# Planning Vivarium inspiration



## PeanutButterJellyTime (Mar 19, 2012)

Ok, so I've been thinking. I originally said I was going to put Hiss (the corn Snake) in a rub when he gets bigger, but what with the hell I went through with his original set up for him to come home in, I decided on getting him a vivarium. 
I've not got many ideas at the moment but will add to them over time. I'm in no rush as his still diddy 

Ok so it'll be a 3ft vivarium (not sure if it will be a wooden or a glass yet... may end up being wooden.... me and glass things do not get on), and planning on something down the naturalistic road. Obviously heating is key, so if I go for wooden is it heating in the vivarium.
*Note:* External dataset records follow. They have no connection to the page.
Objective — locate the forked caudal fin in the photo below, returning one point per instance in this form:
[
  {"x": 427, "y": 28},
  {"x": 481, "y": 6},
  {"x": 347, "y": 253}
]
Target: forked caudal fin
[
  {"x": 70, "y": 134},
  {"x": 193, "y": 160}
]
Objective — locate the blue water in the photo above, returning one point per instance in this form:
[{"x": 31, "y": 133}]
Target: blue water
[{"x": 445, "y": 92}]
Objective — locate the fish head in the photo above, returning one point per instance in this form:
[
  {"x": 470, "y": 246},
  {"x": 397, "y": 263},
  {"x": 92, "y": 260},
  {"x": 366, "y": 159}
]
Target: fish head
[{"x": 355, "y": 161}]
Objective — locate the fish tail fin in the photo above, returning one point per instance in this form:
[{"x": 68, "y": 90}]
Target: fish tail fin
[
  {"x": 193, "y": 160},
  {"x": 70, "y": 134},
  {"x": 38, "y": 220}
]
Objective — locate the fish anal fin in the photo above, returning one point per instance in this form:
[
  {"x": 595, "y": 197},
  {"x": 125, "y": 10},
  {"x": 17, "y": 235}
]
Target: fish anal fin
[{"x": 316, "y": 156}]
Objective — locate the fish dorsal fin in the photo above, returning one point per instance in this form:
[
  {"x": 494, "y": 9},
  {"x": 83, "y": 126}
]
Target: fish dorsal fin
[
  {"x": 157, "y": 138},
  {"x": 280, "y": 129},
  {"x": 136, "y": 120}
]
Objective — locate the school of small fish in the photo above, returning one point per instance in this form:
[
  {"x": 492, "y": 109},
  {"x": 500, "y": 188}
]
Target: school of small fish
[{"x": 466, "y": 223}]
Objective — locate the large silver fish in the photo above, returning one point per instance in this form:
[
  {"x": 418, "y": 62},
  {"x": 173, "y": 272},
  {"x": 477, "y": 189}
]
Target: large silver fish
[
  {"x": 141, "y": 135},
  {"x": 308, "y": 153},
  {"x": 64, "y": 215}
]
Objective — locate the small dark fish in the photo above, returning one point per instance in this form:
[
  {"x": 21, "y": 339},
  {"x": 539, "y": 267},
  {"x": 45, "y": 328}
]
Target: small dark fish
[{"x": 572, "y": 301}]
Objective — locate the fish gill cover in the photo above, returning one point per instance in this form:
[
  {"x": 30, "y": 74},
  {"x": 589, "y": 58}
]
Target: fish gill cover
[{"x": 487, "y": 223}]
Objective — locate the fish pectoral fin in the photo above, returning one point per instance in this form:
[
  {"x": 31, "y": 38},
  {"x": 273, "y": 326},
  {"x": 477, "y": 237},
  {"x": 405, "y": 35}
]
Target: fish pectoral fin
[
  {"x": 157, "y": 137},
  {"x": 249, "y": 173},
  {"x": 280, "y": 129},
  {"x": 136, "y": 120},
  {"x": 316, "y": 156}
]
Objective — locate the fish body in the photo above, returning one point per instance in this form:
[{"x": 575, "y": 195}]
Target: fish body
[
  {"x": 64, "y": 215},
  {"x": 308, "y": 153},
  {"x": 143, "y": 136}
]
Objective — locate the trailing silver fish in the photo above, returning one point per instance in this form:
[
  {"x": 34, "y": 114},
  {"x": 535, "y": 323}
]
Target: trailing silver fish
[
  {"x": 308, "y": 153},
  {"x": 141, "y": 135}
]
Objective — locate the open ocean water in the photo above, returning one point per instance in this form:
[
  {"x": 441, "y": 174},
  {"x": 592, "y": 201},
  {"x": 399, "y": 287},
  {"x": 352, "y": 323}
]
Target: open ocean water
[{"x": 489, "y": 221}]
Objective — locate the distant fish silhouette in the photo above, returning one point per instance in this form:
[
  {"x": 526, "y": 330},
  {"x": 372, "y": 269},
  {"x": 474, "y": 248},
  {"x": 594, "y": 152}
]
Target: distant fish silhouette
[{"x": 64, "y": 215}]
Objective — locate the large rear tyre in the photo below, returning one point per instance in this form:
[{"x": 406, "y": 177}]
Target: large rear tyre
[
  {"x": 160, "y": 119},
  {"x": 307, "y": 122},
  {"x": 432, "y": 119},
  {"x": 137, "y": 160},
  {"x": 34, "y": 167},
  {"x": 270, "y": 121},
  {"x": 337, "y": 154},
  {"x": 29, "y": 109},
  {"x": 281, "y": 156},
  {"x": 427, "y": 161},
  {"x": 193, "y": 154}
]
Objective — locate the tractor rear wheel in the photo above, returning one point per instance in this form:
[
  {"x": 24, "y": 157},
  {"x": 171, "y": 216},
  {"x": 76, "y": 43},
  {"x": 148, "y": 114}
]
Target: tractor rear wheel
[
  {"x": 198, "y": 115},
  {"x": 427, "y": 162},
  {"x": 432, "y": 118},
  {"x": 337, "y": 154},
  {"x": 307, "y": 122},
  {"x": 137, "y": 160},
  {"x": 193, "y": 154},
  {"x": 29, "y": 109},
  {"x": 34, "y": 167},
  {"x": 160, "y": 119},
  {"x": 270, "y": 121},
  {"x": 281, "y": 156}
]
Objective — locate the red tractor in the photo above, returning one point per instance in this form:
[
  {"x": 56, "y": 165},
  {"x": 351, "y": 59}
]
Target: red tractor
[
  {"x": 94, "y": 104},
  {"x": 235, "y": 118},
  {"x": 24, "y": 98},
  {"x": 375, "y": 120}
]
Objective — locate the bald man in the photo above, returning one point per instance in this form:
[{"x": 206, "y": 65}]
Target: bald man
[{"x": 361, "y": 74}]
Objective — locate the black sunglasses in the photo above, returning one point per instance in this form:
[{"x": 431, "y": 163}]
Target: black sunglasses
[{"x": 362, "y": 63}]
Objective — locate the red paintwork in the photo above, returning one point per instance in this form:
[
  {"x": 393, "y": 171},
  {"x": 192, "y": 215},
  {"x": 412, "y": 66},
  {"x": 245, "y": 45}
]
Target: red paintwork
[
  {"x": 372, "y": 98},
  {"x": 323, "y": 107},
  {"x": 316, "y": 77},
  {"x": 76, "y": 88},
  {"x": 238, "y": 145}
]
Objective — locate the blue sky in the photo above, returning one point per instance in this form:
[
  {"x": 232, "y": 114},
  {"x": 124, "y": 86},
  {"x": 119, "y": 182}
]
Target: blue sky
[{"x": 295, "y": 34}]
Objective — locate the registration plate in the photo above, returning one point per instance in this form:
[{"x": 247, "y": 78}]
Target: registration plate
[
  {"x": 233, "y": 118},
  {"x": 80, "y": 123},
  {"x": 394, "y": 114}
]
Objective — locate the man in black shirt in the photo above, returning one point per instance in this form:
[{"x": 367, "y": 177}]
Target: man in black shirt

If that's the case if I use aspen bedding do I need to put something over the heat mat to create a barrier to stop |Hiss burning himself???

So ideas I had were using cocoa fibre bedding but then thought that it holds damp really well wich isn't good for snakey. I was thinking about growing some grass for Hiss to hide in. Maby I could grow some grass in a shallow tub so I could take it out to water it and tend it and so on??? So If I do that, instead of using aspen bedding, what else could I use, or would aspen be the best thing??? I'm cool with aspen, I just want something a bit more pleasing and more natural for Hiss.
So I was also thinking about creating a shallow pond sorta thing for him to bath in and drink. I was thinking about creating it out of air dying clay or something like that. Not sure what yet though so I can take it in and out easily to clean it out. What do you think???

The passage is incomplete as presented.